We’re back home from Summer Vacation 2008. As I told Shannon, “It was great, and kicked my ass.” The ride home was uneventful and not unpleasant. The only downside is that I’ll now have the Barney theme song in my head for weeks after easing the last hour of the drive by run a couple episodes on the laptop.

Neither girl napped a wink on the way home (stop me if you’ve heard this before), but on arriving home, they tore into their almost-forgotten toys and had a great time playing until dinner. After dinner, they were hustled into bath and then bed, where Julia said, “But I don’t want to go to sleep! I’m not *yawn* tired!” To her credit, she realized how ridiculous this was, and relented. After hearing her two songs, Genevieve screamed for about two minutes, then dropped off as well. A nice quiet night, all in all.

Strange Day

I’m just back from some lunchtime errand-running, during which I saw

  • a third of the Northfield Police Department crowded around a big road-construction site (I hope nobody’s been hurt),
  • a man pop up rather spryly from a butch-looking motorized wheelchair,
  • four people cleaning one small bathroom at the grocery store, and
  • what must have been a big bag of cheese popcorn, scattered in the gutter along the better part of a block.

Ahh, Northfield.

Summer Running

My eye ordeal knocked me off my running schedule, but back at it now, I’ve discovered that it’s high summer in the prairie. There are two main signs of this state.

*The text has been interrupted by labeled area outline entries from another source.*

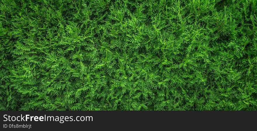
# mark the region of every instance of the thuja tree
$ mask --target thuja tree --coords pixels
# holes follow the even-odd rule
[[[2,0],[0,22],[0,110],[257,110],[256,0]]]

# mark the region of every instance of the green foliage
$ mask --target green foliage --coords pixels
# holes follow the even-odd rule
[[[0,4],[0,110],[257,110],[256,0]]]

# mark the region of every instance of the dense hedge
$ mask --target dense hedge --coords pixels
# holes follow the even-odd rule
[[[135,1],[1,0],[0,110],[257,110],[257,1]]]

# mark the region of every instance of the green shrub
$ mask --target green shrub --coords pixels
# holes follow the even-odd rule
[[[256,0],[0,9],[1,110],[257,110]]]

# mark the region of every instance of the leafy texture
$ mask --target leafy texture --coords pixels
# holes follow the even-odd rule
[[[257,110],[256,0],[2,0],[0,110]]]

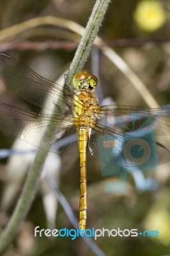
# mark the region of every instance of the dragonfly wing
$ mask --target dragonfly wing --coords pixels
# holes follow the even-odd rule
[[[89,138],[89,153],[101,162],[126,167],[155,166],[170,161],[170,151],[154,137],[139,134],[115,133],[97,123]]]
[[[73,90],[39,76],[4,53],[0,53],[0,78],[24,99],[41,108],[52,110],[62,99],[61,113],[67,112],[73,104]]]
[[[38,114],[0,103],[0,130],[45,150],[75,154],[78,143],[76,127],[72,127],[73,125],[71,116]]]
[[[100,108],[98,120],[115,131],[155,135],[170,134],[170,108],[147,109],[121,105]]]

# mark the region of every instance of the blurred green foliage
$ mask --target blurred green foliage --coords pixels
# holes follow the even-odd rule
[[[134,12],[138,0],[112,0],[99,31],[99,36],[120,54],[137,76],[146,84],[150,92],[160,105],[169,103],[170,100],[170,43],[169,20],[167,20],[157,29],[152,31],[142,30],[134,19]],[[167,17],[169,17],[170,0],[159,1]],[[1,29],[35,17],[54,15],[70,19],[85,26],[90,15],[95,1],[86,0],[43,0],[24,1],[17,0],[1,1],[0,3],[0,27]],[[68,33],[68,34],[67,34]],[[67,38],[66,36],[67,35]],[[69,40],[69,38],[70,40]],[[7,42],[12,44],[17,42],[43,42],[47,40],[70,41],[74,35],[66,29],[46,26],[36,29],[29,29]],[[75,40],[77,39],[75,36]],[[0,42],[1,43],[1,42]],[[0,44],[1,51],[3,51]],[[8,53],[20,62],[30,67],[40,74],[55,81],[68,67],[73,56],[75,47],[52,49],[50,47],[30,48],[20,51],[19,48],[8,50]],[[93,54],[93,52],[92,52]],[[104,97],[112,97],[116,104],[147,107],[139,94],[117,67],[105,56],[99,54],[97,68]],[[86,69],[92,69],[90,56]],[[1,85],[0,85],[1,86]],[[1,88],[1,87],[0,87]],[[2,87],[1,87],[2,88]],[[0,90],[0,101],[26,106],[13,92]],[[37,110],[33,109],[33,110]],[[9,147],[12,137],[4,133],[1,135],[0,147]],[[13,138],[14,140],[14,138]],[[168,147],[168,143],[167,143]],[[169,143],[169,148],[170,148]],[[119,256],[163,256],[170,253],[170,170],[169,164],[160,166],[157,171],[144,173],[145,177],[157,180],[158,191],[136,191],[134,179],[128,174],[127,195],[105,194],[104,181],[105,177],[100,173],[98,163],[88,159],[88,227],[112,229],[125,228],[156,229],[158,227],[160,237],[100,237],[96,243],[106,255]],[[63,157],[63,166],[60,188],[71,204],[78,216],[79,194],[79,167],[77,156]],[[0,195],[3,198],[3,189],[5,186],[5,164],[0,166]],[[15,169],[15,168],[14,168]],[[17,170],[14,170],[14,172]],[[108,178],[108,177],[107,177]],[[114,177],[111,177],[111,179]],[[115,179],[119,179],[118,177]],[[99,195],[98,195],[99,194]],[[99,200],[100,198],[100,200]],[[13,211],[12,207],[8,214]],[[158,220],[160,222],[158,223]],[[1,221],[1,217],[0,217]],[[38,194],[28,214],[26,223],[20,229],[16,241],[7,255],[93,255],[90,249],[81,239],[72,241],[70,238],[50,239],[46,237],[33,237],[36,226],[47,228],[42,197]],[[1,218],[1,221],[2,218]],[[25,223],[26,225],[26,223]],[[56,228],[66,227],[72,228],[69,221],[61,206],[57,213]],[[31,227],[31,228],[30,228]],[[24,241],[20,242],[27,229],[28,237],[33,239],[33,248],[24,251]]]

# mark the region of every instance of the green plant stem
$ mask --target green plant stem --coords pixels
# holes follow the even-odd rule
[[[70,72],[66,79],[66,83],[69,84],[71,84],[75,74],[82,68],[88,58],[109,3],[110,0],[97,0],[96,1],[84,34],[70,67]],[[55,109],[54,113],[57,115],[57,109]],[[46,131],[45,136],[48,134],[49,137],[52,134],[50,132],[50,122],[47,127],[49,130]],[[0,255],[5,252],[12,242],[18,228],[30,208],[37,190],[47,154],[47,152],[42,150],[39,150],[37,152],[15,209],[0,237]]]

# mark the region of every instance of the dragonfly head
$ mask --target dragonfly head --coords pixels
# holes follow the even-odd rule
[[[92,90],[95,88],[97,81],[97,77],[93,74],[90,74],[88,71],[81,71],[74,76],[73,86],[77,91],[82,89]]]

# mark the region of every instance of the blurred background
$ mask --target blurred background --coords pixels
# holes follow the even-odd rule
[[[1,0],[0,51],[12,55],[50,80],[56,81],[60,76],[63,78],[81,33],[70,21],[85,27],[95,3],[91,0]],[[122,72],[116,59],[111,61],[100,45],[94,46],[84,69],[92,70],[98,77],[98,97],[102,104],[111,102],[155,108],[155,104],[150,102],[149,92],[160,106],[169,104],[169,0],[112,1],[98,36],[124,60],[138,80],[130,81],[128,71]],[[56,19],[52,23],[50,16],[62,20]],[[29,20],[29,23],[24,22]],[[139,81],[148,91],[143,90]],[[137,83],[139,90],[134,86]],[[39,111],[10,90],[1,81],[0,102]],[[29,151],[32,150],[31,146],[20,145],[15,140],[14,136],[1,132],[0,148],[19,148],[28,152],[14,157],[17,158],[13,158],[13,156],[1,160],[1,229],[15,209],[34,158],[34,154]],[[161,141],[170,148],[168,140],[164,141],[162,138]],[[54,154],[49,157],[52,158],[50,163],[45,164],[44,172],[49,172],[52,175],[78,218],[79,156]],[[105,186],[118,180],[121,181],[119,175],[103,176],[99,162],[88,157],[87,227],[137,228],[142,232],[157,230],[160,237],[105,236],[95,243],[106,255],[170,255],[169,164],[162,164],[157,170],[139,172],[138,175],[128,172],[126,192],[105,193]],[[154,184],[158,186],[157,189]],[[35,237],[36,226],[40,228],[73,228],[43,177],[26,220],[6,255],[95,255],[81,238],[72,241],[70,237]]]

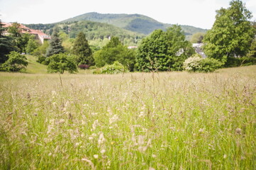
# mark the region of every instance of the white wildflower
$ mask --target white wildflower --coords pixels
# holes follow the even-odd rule
[[[105,141],[106,141],[106,139],[104,137],[104,135],[103,132],[101,132],[99,136],[99,140],[98,140],[99,145],[104,144],[105,142]]]
[[[104,154],[106,152],[106,150],[104,149],[101,149],[101,154]]]
[[[116,122],[118,120],[118,116],[117,115],[114,115],[112,118],[109,118],[109,124],[111,125],[113,123]]]
[[[99,158],[99,155],[98,155],[98,154],[94,154],[94,157],[95,159],[98,159],[98,158]]]

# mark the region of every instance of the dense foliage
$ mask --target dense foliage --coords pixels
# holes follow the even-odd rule
[[[4,30],[0,20],[0,64],[5,62],[8,60],[7,55],[15,50],[11,37],[4,35]]]
[[[8,60],[1,66],[0,69],[6,72],[19,72],[27,67],[28,62],[25,55],[12,51],[8,55]]]
[[[26,52],[32,54],[35,49],[39,47],[40,44],[38,40],[35,40],[35,36],[30,36],[27,45],[26,45]]]
[[[196,33],[193,34],[190,39],[190,42],[191,43],[202,43],[204,35],[204,33]]]
[[[106,46],[96,52],[94,57],[96,66],[99,67],[104,67],[106,64],[112,64],[118,61],[133,71],[135,64],[135,51],[123,45],[116,37],[113,37]]]
[[[213,58],[202,58],[199,55],[194,55],[187,59],[184,64],[184,70],[189,72],[213,72],[221,68],[223,63]]]
[[[69,73],[77,72],[76,56],[66,53],[55,54],[50,57],[48,70],[51,73],[59,72],[63,74],[65,71]]]
[[[101,68],[94,70],[93,74],[118,74],[128,72],[128,70],[118,62],[114,62],[113,64],[106,64]]]
[[[46,57],[64,52],[64,47],[62,45],[62,41],[59,38],[58,30],[55,29],[51,36],[50,45],[47,50]]]
[[[232,58],[246,55],[255,37],[251,13],[243,1],[233,0],[230,5],[217,11],[213,26],[204,39],[206,55],[228,64],[232,64]]]
[[[135,33],[148,35],[156,29],[165,30],[172,26],[171,24],[165,24],[154,20],[148,16],[140,14],[102,14],[99,13],[87,13],[75,16],[62,23],[74,22],[81,21],[91,21],[94,22],[108,23],[116,27],[126,29]],[[206,32],[206,30],[189,26],[181,26],[185,35],[193,35],[198,32]],[[116,35],[114,35],[116,36]],[[121,38],[122,40],[122,39]]]
[[[92,57],[92,52],[86,39],[85,34],[80,32],[73,45],[72,53],[77,55],[77,64],[93,65],[94,60]]]
[[[137,67],[143,72],[179,70],[193,53],[181,27],[174,25],[166,32],[155,30],[143,40],[136,58]]]

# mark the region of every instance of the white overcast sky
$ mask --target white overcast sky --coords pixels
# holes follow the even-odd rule
[[[89,12],[139,13],[165,23],[210,29],[230,0],[0,0],[3,22],[51,23]],[[256,21],[256,0],[243,0]]]

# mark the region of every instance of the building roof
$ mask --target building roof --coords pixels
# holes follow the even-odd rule
[[[1,23],[3,24],[4,28],[9,28],[12,25],[12,23]],[[20,28],[21,28],[21,33],[38,35],[38,36],[43,38],[43,39],[50,39],[50,37],[48,35],[43,33],[43,31],[40,30],[30,29],[23,24],[21,23],[19,24],[20,24]]]

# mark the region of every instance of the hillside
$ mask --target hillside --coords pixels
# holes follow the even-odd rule
[[[128,30],[111,24],[98,23],[89,21],[67,21],[52,24],[27,24],[26,26],[33,28],[43,30],[45,33],[51,34],[53,27],[58,26],[60,30],[69,35],[69,38],[74,38],[76,35],[82,31],[85,33],[88,40],[108,38],[116,36],[127,45],[135,45],[145,35]]]
[[[37,57],[32,55],[26,55],[26,57],[27,57],[28,64],[24,72],[33,74],[44,74],[47,72],[47,66],[37,62]]]
[[[153,18],[140,14],[102,14],[99,13],[87,13],[75,16],[61,23],[91,21],[99,23],[106,23],[115,26],[125,28],[128,30],[148,35],[156,29],[166,29],[172,24],[165,24],[158,22]],[[192,35],[198,32],[205,33],[206,30],[189,26],[181,26],[185,35]]]

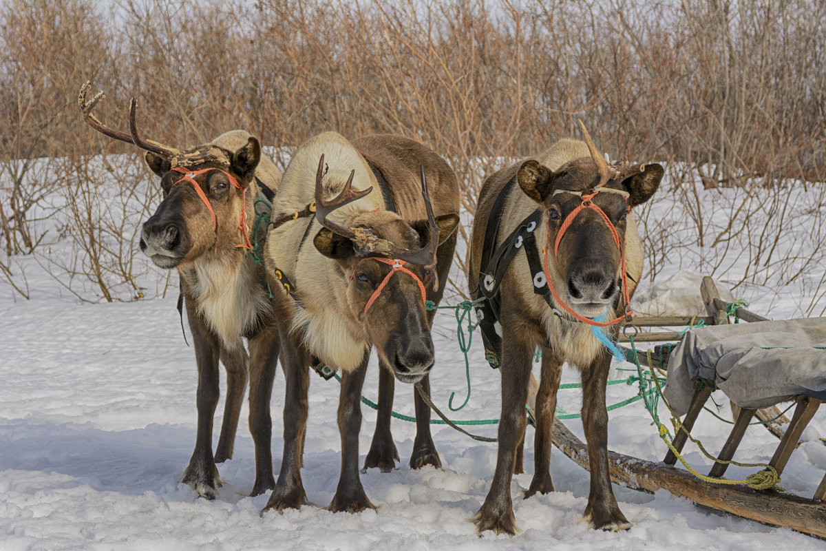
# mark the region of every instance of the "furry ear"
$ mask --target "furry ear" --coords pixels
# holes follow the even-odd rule
[[[232,157],[230,159],[230,164],[238,175],[241,177],[241,180],[249,182],[260,160],[261,144],[259,143],[258,139],[249,136],[246,145],[238,148],[232,154]]]
[[[144,159],[146,161],[150,170],[158,176],[163,176],[172,169],[172,163],[168,157],[162,157],[151,151],[146,152],[146,154],[144,155]]]
[[[522,163],[516,180],[525,194],[538,203],[548,197],[556,177],[548,167],[539,164],[533,159]]]
[[[319,230],[312,240],[312,244],[316,245],[318,252],[334,260],[346,260],[356,254],[355,249],[353,248],[353,241],[327,228]]]
[[[439,245],[442,245],[450,237],[459,226],[459,215],[452,212],[436,216],[436,226],[439,228]],[[411,227],[419,234],[419,242],[421,246],[427,245],[430,239],[430,230],[426,220],[417,220],[411,222]]]
[[[629,176],[622,181],[622,185],[630,193],[628,204],[636,207],[651,198],[662,179],[665,170],[662,164],[656,163],[645,165],[645,172]]]

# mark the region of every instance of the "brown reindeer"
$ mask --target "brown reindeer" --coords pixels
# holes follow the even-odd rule
[[[382,409],[365,468],[386,470],[397,458],[390,435],[392,377],[429,391],[434,311],[425,311],[425,301],[438,304],[444,289],[456,244],[458,185],[447,163],[418,142],[376,135],[351,144],[326,132],[291,159],[273,217],[311,203],[315,217],[273,226],[268,237],[268,269],[289,292],[277,297],[284,321],[284,454],[266,508],[307,502],[300,472],[307,366],[321,363],[342,372],[341,475],[328,508],[354,512],[375,508],[358,464],[359,397],[370,349],[378,355]],[[430,411],[418,396],[415,410],[411,465],[438,466]]]
[[[479,197],[468,283],[473,298],[488,298],[482,311],[482,321],[491,328],[486,345],[498,356],[502,380],[496,468],[474,519],[480,533],[513,534],[517,530],[510,479],[525,435],[536,346],[542,350],[542,372],[533,412],[535,468],[525,497],[553,491],[551,426],[567,359],[579,368],[582,382],[591,470],[585,519],[595,529],[629,525],[608,470],[605,382],[611,354],[592,328],[609,326],[615,338],[615,324],[630,312],[643,256],[629,211],[656,191],[663,170],[659,164],[629,166],[624,161],[610,165],[584,126],[582,131],[587,144],[558,141],[535,159],[491,175]]]
[[[177,268],[195,345],[197,435],[183,482],[199,496],[215,498],[221,486],[216,463],[232,457],[249,362],[249,428],[256,462],[252,495],[263,493],[275,485],[269,400],[279,340],[263,256],[256,263],[248,251],[263,253],[266,227],[257,227],[255,202],[272,199],[281,173],[261,156],[258,140],[244,131],[226,132],[183,151],[140,139],[134,98],[131,134],[107,128],[92,114],[102,93],[87,102],[89,87],[83,85],[78,99],[83,119],[109,137],[145,150],[146,163],[164,189],[164,200],[143,225],[140,249],[157,266]],[[242,337],[248,340],[249,359]],[[219,358],[227,372],[227,396],[213,456]]]

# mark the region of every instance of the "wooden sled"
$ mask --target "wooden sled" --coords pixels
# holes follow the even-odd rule
[[[709,316],[702,319],[706,325],[726,323],[728,316],[726,303],[719,298],[716,287],[710,278],[703,280],[701,292],[706,304]],[[735,315],[746,321],[765,321],[760,316],[738,308]],[[686,318],[647,318],[637,319],[635,322],[640,325],[671,326],[687,325],[691,323],[691,317]],[[643,336],[644,335],[644,336]],[[656,335],[656,338],[654,338]],[[674,333],[640,334],[634,338],[636,342],[676,340],[679,335]],[[659,354],[653,358],[659,367]],[[639,355],[643,364],[648,364],[648,359]],[[667,358],[663,358],[666,360]],[[649,366],[653,368],[654,366]],[[534,410],[536,394],[539,383],[531,377],[528,393],[528,406]],[[691,430],[702,410],[706,400],[711,394],[710,387],[702,385],[697,387],[692,398],[688,413],[683,419],[683,425]],[[786,467],[791,453],[798,445],[800,438],[809,421],[811,420],[821,401],[798,397],[797,406],[792,419],[786,419],[785,430],[778,425],[773,427],[772,434],[777,435],[781,441],[769,464],[780,474]],[[735,415],[735,423],[728,440],[718,456],[720,462],[716,462],[711,468],[709,476],[720,477],[728,466],[723,460],[730,459],[745,433],[749,422],[756,416],[762,420],[768,420],[776,417],[780,411],[776,407],[763,410],[743,410]],[[552,430],[553,444],[565,455],[582,468],[588,468],[587,446],[574,435],[567,427],[558,419],[554,418]],[[681,430],[674,438],[673,445],[681,451],[687,439],[687,434]],[[759,522],[783,526],[809,534],[826,538],[826,475],[824,476],[819,486],[811,499],[801,497],[790,493],[770,491],[752,490],[745,486],[733,486],[706,482],[696,478],[691,473],[676,468],[673,465],[676,460],[671,451],[660,463],[638,459],[634,457],[609,451],[609,463],[611,480],[623,486],[646,491],[655,492],[663,489],[682,497],[686,497],[697,505],[714,509],[716,511],[731,513],[738,516],[752,519]]]

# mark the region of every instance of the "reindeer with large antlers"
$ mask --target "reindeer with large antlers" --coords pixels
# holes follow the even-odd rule
[[[211,143],[185,150],[142,140],[130,107],[130,134],[104,126],[92,110],[102,98],[87,101],[86,83],[78,103],[83,120],[98,132],[146,151],[160,178],[164,200],[147,220],[140,249],[160,268],[178,270],[198,368],[197,435],[183,482],[214,499],[221,480],[216,463],[232,457],[246,388],[249,428],[255,442],[256,473],[252,495],[273,488],[269,400],[278,357],[278,330],[269,299],[263,259],[266,226],[256,216],[259,199],[272,200],[281,173],[261,155],[256,138],[232,131]],[[249,356],[242,338],[248,340]],[[227,372],[227,396],[221,436],[212,454],[212,416],[219,397],[218,361]],[[249,363],[249,368],[248,368]]]
[[[390,433],[393,377],[429,391],[434,311],[425,310],[425,302],[438,304],[444,292],[458,207],[458,184],[448,164],[401,136],[350,143],[326,132],[291,159],[273,207],[273,216],[289,221],[271,226],[267,249],[268,269],[284,289],[276,300],[284,321],[287,376],[284,454],[268,509],[306,503],[301,460],[311,364],[342,372],[341,475],[329,509],[374,508],[358,464],[360,394],[370,349],[378,356],[380,411],[364,468],[385,471],[398,458]],[[306,220],[300,211],[315,216]],[[420,396],[415,399],[411,466],[438,467],[430,410]]]
[[[582,425],[591,463],[585,518],[618,530],[628,521],[608,470],[605,382],[620,321],[643,272],[631,207],[648,200],[659,164],[609,164],[582,126],[586,142],[562,140],[534,159],[490,176],[479,197],[468,284],[480,307],[491,364],[501,368],[499,452],[490,492],[475,518],[479,532],[513,534],[510,479],[525,435],[531,361],[542,350],[536,399],[534,472],[525,497],[553,491],[551,426],[563,363],[579,368]],[[522,251],[525,251],[523,254]],[[606,328],[608,334],[597,334]]]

First and best are fields full of yellow-and-black flowers. The black-eyed susans lean gently in one direction or the other, trying to find open space to soak up the sunlight. The sunflowers, on the other hand, just grow straight up on their thick, prickly stalks. They seem to get taller in the twenty minutes between my outbound northerly passage and my southbound return trip. I hardly noticed them two weeks ago, when they were poking their heads up over the other prairie grasses, but now they’re as tall as I am, and soon will tower over me.

The second, and much less appealing, emblems of high summer are the grasshoppers. Everywhere. Brown, green, black. Hopping, leaping, flying. Buzzing, clicking, making no sound. They look like rocks or twigs lining the path until I get too close and they launch themselves away from me, around me, toward me, into me. I haven’t had one actually fly into my ear or mouth or nose yet, but it’s probably only a matter of time. I can see why Yahweh used them to punish evildoers.